Re: [sleuthkit-developers] First Draft - Layout Hash Database

SourceForge Headquarters 225 Broadway Suite 1600 San Diego, CA 92101 +1 (858) 422-6466

Hi All,

> > File entry:
> > - sha1
> > - md5
> > - os
> > - application
> > - filename
> > - filesize
>
> It would be nice if each entry had a static size, so that we could jump
> around the text file of the database easily.  Therefore, there would be
> an index that correlates an application type to an integer.  I would
> think that doing integer comparisons would be faster than string
> comparisons though when looking entries up.  That maybe a pain to
> manage though.

I find this is an important requirement, particularly for sql databases. The 
os and applications should be short ints so that an index may be built on 
them making it faster to search. Also I found that building a partial index 
on the md5 column itself speeds things up several orders of maginitude, but 
still keeps the index size reasonable so it fits well in ram.

> > Application entry:
Are you suggesting to not name the application product at all? but rather only 
contain information on the category of the application? So for example in the 
table "msword.exe" will have office tools as application, but not refer to 
microsoft word as a product? I really think that you still need to classify 
the hash set with the commercial name of the application, otherwise you would 
not know which specific application xyz.dll belongs to.

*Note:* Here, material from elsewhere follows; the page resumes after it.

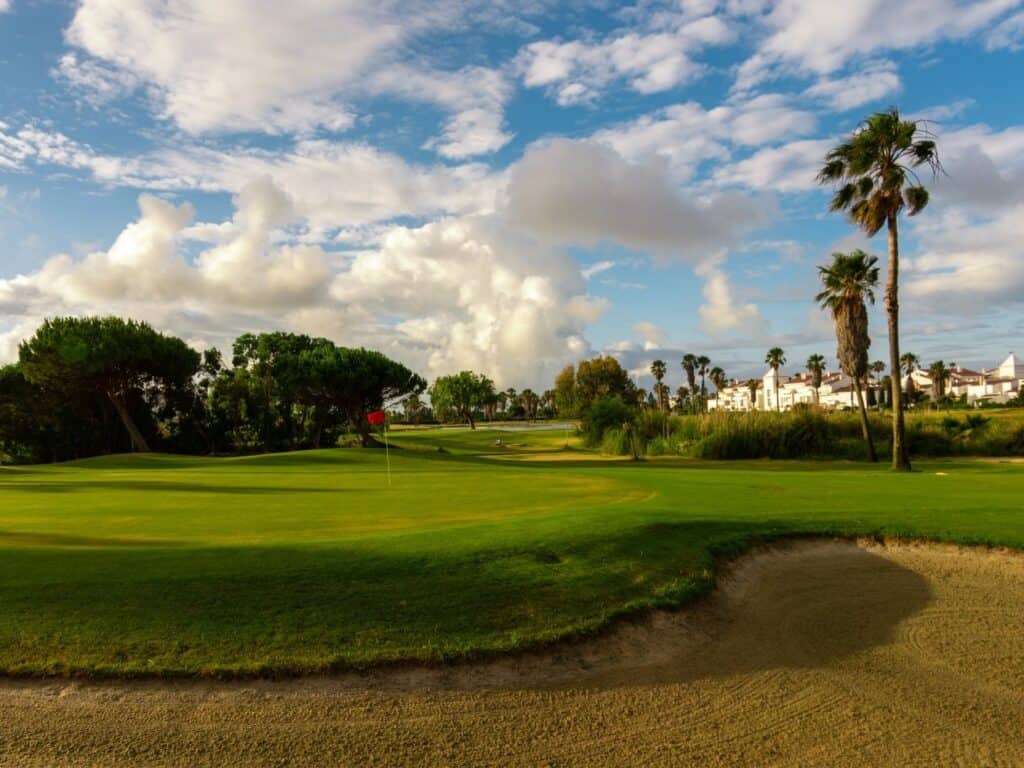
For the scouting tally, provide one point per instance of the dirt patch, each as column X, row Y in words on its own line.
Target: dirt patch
column 814, row 653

In general I think the approach taken by NSRL is not a bad one. I sympathise 
with the dillema of not being able to rely on the hashes to get a quick yes/
no answer as to whether a disk contains "bad files". I think the task set out 
for by the NSRL is to merely identify the files. Classifying them into 
categories is a purely subjective decision, based in the most part on the 
circumstances of the case. The NSRL is used to see what applications/
packages/products are installed, the decision of those applications which are 
bad should be done in a seperate table altogether. So I suggest to make 
another table where you classify the products into categories etc. e.g.:

product_code/application_code/package whatever code is appropriate
product category

So the hash table should have information relating a specific hash to MSword 
for example, and this new table tells us that msword is an office app. 
Similarly if we see a hash matching back orifice, we consult this new table 
to find that back orific is a hacker app. This is much more effective than 
having to redo the entire nsrl.

> MacOS probably shouldn't get a separate category from OSX unless Win
> '98 is also separated from Win XP.  The specific types in BSD should be
> defined (since OS X is actually a variant of BSD).  The Solaris
> category should also include SunOS.
I think that OSs should be granulated down as much as practically possible. So 
I would give win98 a different category than winXP. Maybe not so much as to 
seperate the different service packs, but  its often very evident what kind 
of os you are working on, and it would speed things out considerably if the 
database could be split into different tables, depending on the OS. This 
effect can be achieved by building an index on the OS column, this severely 
lightens the load on the query if we restrict our searches to particular 
os's.

> > Questions so far:
> > Do we need a separate architecture field for a hashsum entry ? This
> > will
> > require an additional search parameter later.
I think we do, for the reason i mentioned above- no point searching all those 
spark entries when we are clearly working on an intel box.

> Is the file size needed?  I'm trying to think of a scenario where that
> would be needed.
Sometimes its usefull to see the filesize if the file is extremely small, e.g. 
1 byte or 2 bytes - its very easy to get hash collisions on these files and 
the database is not reliable - in fact i think hashes should not be taken of 
such small files, but NSRL is full of 0 byte files.

> This looks good.  I think more requirements for each app category would
> be useful though.
It would be useful to design the hash database in a way that can leverage off 
NSRL, since NSRL is the richest source of hashes at the moment.

Regards.
Michael.